MENSEN, DIEREN & FANTASIEFIGUREN Het liefst schilderde Karel Appel mensen en dieren. Karel Appel vond het niet leuk om de mensen en dieren heel netjes na te schilderen. Nee, veel liever bedacht hij alles zelf. Karel Appel bedacht zelfs dieren die niet echt bestaan, fantasiedieren. Hij schilderde ze in mooie kleuren en met mooie vormen.

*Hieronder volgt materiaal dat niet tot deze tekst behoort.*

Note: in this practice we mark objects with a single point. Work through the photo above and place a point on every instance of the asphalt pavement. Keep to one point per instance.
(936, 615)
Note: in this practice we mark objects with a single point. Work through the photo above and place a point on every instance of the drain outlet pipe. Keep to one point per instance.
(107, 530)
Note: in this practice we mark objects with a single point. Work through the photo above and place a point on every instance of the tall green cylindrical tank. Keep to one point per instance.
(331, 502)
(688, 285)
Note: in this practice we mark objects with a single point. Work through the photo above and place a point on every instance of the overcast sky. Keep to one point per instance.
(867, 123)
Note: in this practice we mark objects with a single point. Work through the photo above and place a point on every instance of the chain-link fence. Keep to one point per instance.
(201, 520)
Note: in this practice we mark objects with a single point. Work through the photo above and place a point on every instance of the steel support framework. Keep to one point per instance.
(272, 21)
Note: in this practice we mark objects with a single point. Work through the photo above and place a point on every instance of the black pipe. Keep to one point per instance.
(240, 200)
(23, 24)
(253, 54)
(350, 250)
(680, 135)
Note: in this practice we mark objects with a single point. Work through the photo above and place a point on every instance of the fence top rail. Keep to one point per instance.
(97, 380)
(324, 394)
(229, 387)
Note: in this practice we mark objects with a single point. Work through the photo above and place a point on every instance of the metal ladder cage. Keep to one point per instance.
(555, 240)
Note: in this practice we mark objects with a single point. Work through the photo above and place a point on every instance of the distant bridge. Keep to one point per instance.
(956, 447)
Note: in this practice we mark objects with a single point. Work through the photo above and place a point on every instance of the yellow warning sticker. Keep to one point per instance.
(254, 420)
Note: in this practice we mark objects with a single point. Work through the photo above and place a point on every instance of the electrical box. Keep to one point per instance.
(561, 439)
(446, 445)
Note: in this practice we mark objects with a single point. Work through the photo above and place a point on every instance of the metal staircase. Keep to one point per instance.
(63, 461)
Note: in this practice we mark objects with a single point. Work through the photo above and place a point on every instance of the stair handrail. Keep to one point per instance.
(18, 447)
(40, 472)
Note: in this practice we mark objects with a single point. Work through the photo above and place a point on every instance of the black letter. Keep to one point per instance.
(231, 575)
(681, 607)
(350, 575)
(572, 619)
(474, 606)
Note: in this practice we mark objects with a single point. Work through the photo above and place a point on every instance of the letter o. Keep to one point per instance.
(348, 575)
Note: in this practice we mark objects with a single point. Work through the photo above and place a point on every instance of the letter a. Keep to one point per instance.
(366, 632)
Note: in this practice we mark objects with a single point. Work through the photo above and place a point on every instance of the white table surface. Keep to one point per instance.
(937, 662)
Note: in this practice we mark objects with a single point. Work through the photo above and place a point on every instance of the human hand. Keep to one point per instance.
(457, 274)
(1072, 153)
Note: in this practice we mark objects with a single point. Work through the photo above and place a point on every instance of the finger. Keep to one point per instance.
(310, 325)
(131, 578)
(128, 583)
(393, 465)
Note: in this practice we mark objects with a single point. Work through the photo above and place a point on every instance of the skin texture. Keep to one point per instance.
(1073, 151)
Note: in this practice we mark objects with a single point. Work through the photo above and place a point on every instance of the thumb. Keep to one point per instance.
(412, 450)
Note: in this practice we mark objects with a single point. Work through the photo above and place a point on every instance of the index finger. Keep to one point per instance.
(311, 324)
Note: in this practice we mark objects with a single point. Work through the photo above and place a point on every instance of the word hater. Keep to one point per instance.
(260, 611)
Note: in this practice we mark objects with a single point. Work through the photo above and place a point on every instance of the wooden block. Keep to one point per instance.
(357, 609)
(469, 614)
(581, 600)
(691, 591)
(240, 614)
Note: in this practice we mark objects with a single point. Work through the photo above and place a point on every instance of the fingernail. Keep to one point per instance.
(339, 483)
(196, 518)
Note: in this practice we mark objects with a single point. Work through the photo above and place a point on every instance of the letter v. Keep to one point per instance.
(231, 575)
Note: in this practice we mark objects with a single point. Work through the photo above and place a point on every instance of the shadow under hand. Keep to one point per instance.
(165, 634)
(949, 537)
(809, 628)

OM TE VERTELLEN Welke dieren ken jij al?
OM OVER TE PRATEN Alle dieren zijn jong geweest. Als dieren jong zijn hebben we er een andere naam voor. Wie kan er al een noemen? Een jonge hond noem je een pup. Een jonge kat noem je een kitten. Een jong konijn noem je een konijntje. Een jong paard noem je een veulen. Een jong schaap noem je een lam. Een jong varken noem je een big. Een jonge geit noem je geitje. Een jonge kip noem je een kuiken.
VOOR DE LEERKRACHT
MOOIE VORMEN VOOR DE KUNSTENAAR EN DE KAPPER.
ACTIVITEITEN VOOR NA DE MUSEUMLES Museumhoek inrichten Na het museumbezoek is het waardevol als de kinderen, geïnspireerd door al het moois dat zij hebben gezien, in de atelierhoek kunnen schilderen. Tijdens de museumles is een relatie gelegd tussen werk maken en dat laten zien in een tentoonstelling. Probeer een plek bij het atelier vrij te maken, waar de kinderen een tentoonstelling kunnen inrichten van hun eigen werk en dat van anderen. Kleur- en vormcollages vliegerpapier Bied transparant vliegerpapier aan in de primaire kleuren: rood, geel en blauw. De kinderen knippen vormen uit en kunnen ontdekken dat door overlapping kleuren gemengd kunnen worden. Beroepenspel De kinderen bedenken in kleine groepjes een toneelspel over een beroep. Laat de kinderen bedenken wie er nog meer met dit beroep te maken heeft (bijvoorbeeld de groenteboer en de klant) en welke materialen er in dit beroep gebruikt worden. Stimuleer de kinderen ook om na te denken over wat er aan de hand is.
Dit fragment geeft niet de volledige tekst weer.